Hier können die Mädchen nach ihrer Rettung aus den Bordellen solange wohnen, bis sie in ihre Heimat und zu ihren Familien zurückkehren können oder in der Lage sind, auf eigenen Füßen zu stehen. Es gibt eine medizinische und psychologische Betreuung, aber auch die Möglichkeit, an verschiedenen Workshops und Freizeitprogrammen teilzunehmen. Yoga, Karate, Tanzen, Handarbeiten und Malen hilft den jungen Frauen, die in der Gewalt ihrer Freier oft die Hölle erlebt haben, ihr Selbstwertgefühl wieder zu erlangen und Mut zu fassen.
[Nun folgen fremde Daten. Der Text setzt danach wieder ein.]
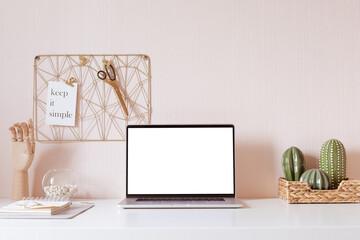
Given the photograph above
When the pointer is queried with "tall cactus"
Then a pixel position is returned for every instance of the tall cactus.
(293, 164)
(333, 161)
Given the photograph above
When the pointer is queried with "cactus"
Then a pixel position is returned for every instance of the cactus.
(293, 164)
(317, 179)
(333, 161)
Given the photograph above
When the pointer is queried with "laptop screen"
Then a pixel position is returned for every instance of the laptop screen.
(180, 160)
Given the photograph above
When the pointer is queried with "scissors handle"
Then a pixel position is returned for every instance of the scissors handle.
(101, 75)
(118, 93)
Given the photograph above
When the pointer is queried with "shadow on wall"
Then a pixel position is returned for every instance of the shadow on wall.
(255, 171)
(56, 156)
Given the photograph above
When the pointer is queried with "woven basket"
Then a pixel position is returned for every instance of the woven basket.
(300, 192)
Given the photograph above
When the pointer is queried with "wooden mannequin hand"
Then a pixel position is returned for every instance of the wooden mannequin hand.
(22, 154)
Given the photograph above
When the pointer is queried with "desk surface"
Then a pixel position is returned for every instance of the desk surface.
(259, 219)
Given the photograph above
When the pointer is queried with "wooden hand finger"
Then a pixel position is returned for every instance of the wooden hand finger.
(13, 134)
(31, 134)
(19, 131)
(25, 129)
(28, 148)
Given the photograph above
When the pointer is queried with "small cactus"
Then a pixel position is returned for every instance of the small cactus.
(333, 161)
(293, 164)
(317, 179)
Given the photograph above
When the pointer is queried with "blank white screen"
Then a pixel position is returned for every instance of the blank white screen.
(180, 160)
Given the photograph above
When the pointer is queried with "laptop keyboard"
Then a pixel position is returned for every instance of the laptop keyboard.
(182, 199)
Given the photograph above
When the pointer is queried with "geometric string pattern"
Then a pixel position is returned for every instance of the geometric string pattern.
(99, 114)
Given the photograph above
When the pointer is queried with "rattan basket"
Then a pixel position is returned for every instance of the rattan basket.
(300, 192)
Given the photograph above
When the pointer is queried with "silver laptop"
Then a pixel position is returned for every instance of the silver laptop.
(180, 166)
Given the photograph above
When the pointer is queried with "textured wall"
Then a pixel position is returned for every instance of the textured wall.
(283, 72)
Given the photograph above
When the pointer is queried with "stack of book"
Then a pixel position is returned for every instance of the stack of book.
(44, 206)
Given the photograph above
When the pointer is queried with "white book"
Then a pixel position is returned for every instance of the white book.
(45, 206)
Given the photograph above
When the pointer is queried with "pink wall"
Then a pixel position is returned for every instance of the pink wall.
(284, 72)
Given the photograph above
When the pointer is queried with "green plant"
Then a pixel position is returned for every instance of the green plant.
(293, 164)
(333, 161)
(317, 179)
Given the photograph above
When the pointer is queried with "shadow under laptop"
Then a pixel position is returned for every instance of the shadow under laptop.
(255, 171)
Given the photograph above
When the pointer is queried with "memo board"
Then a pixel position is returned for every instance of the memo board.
(99, 113)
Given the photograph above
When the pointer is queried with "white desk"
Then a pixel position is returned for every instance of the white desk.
(259, 219)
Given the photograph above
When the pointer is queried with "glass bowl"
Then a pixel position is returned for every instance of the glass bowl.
(60, 183)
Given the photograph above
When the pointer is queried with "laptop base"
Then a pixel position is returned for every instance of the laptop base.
(131, 203)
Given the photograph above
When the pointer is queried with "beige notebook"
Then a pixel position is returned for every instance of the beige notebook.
(44, 206)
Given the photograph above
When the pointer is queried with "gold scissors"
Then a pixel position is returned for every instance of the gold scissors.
(109, 78)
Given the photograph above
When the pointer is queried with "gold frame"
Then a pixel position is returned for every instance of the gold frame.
(94, 95)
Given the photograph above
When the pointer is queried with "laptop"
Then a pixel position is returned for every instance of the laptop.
(180, 166)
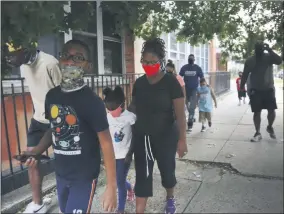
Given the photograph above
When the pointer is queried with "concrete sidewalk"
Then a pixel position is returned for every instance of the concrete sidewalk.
(223, 171)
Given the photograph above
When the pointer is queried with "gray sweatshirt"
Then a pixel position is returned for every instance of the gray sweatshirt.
(261, 70)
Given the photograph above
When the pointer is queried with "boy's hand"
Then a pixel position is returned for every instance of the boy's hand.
(30, 162)
(109, 201)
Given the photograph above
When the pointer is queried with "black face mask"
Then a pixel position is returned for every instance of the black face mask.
(190, 61)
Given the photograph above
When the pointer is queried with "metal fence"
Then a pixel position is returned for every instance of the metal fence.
(17, 111)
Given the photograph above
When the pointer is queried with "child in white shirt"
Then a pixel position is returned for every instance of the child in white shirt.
(120, 125)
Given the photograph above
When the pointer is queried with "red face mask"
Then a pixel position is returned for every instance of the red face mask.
(116, 112)
(151, 70)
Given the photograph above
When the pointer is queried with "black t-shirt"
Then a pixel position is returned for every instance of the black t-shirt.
(75, 119)
(154, 104)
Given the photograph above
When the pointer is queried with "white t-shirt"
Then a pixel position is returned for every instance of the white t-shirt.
(40, 82)
(121, 133)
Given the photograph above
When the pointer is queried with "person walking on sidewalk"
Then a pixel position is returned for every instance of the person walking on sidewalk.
(262, 95)
(120, 125)
(205, 94)
(41, 72)
(241, 92)
(78, 127)
(160, 128)
(192, 73)
(248, 87)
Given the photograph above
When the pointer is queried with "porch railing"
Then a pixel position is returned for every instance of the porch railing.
(17, 111)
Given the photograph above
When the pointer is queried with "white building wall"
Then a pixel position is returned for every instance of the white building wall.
(177, 52)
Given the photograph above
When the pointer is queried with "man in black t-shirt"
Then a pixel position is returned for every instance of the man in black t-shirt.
(78, 128)
(160, 128)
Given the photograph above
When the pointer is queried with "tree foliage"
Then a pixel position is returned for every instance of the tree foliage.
(237, 24)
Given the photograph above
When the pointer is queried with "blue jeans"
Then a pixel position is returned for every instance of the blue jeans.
(191, 95)
(123, 186)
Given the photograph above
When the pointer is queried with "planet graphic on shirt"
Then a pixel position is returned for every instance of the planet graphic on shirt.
(65, 126)
(118, 136)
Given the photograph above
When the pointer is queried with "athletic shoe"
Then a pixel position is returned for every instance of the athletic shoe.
(35, 208)
(130, 195)
(270, 130)
(256, 138)
(170, 206)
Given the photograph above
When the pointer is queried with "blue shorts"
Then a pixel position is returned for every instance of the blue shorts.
(75, 196)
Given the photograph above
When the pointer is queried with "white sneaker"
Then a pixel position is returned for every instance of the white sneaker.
(256, 138)
(35, 208)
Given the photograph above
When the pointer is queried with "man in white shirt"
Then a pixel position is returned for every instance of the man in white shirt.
(41, 72)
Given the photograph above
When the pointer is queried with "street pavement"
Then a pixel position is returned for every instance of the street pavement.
(223, 171)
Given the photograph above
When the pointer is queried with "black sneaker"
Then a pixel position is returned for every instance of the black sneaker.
(270, 130)
(256, 138)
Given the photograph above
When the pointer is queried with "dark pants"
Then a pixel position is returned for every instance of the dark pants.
(123, 186)
(260, 100)
(147, 149)
(36, 132)
(191, 97)
(75, 196)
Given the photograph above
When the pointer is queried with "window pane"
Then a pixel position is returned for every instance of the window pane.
(197, 60)
(197, 51)
(182, 47)
(112, 57)
(192, 49)
(202, 50)
(92, 43)
(182, 57)
(206, 52)
(206, 66)
(173, 55)
(173, 42)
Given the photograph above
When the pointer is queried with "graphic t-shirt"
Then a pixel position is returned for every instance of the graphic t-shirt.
(205, 99)
(76, 118)
(191, 75)
(154, 104)
(121, 133)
Neben dem normalen Schulunterricht werden zudem Ausbildungsprogramme als Krankenschwestern, Kosmetikerinnen oder Schneiderinnen angeboten. Auch wenn die Narben an Seele und Körper zeitlebens sichtbar bleiben werden, eröffnet die Rescue Foundation diesen jungen Frauen neue Perspektiven und gibt ihnen nach Jahren der Gefangenschaft und Sklaverei die Hoffnung auf Eigenständigkeit und Selbstbestimmung.
Triveni Acharya, die Gründerin und Leiterin der Rescue Foundation, stellte sich im Anschluss an die Filmvorführung gemeinsam mit Ashok Rajgor, Chef des Ermittlerteams der Organisation, der schon an vielen Polizeirazzien beteiligt war und damit an der unmittelbaren Befreiung von Mädchen aus Kellerschächten und fensterlosen Zellen, den Fragen der etwa 200 Gäste an diesem Abend. Sie erzählte davon, wie die Mädchen in den Großstädten Mumbai, Pune, Delhi und Agra aufgespürt werden, wie sie nach ihrer Befreiung gegen ihre gesellschaftliche Stigmatisierung ankämpfen, aber auch wie beglückend es zu erleben ist, wenn die Mitarbeiterinnen der Rescue Foundation ihren Schützlingen mit einer jahrelangen Betreuung wieder Selbstvertrauen zurückgeben können. Triveni Acharya ist bereits mehrfach international für ihre Arbeit ausgezeichnet worden und wird nicht müde, sich auch weiterhin für die Schwächsten einer Gesellschaft stark zu machen, in der Mädchen als Menschen zweiter Klasse gelten und ihnen ein Frauen verachtendes Gesellschaftsbild nur begrenzte Chancen einräumt.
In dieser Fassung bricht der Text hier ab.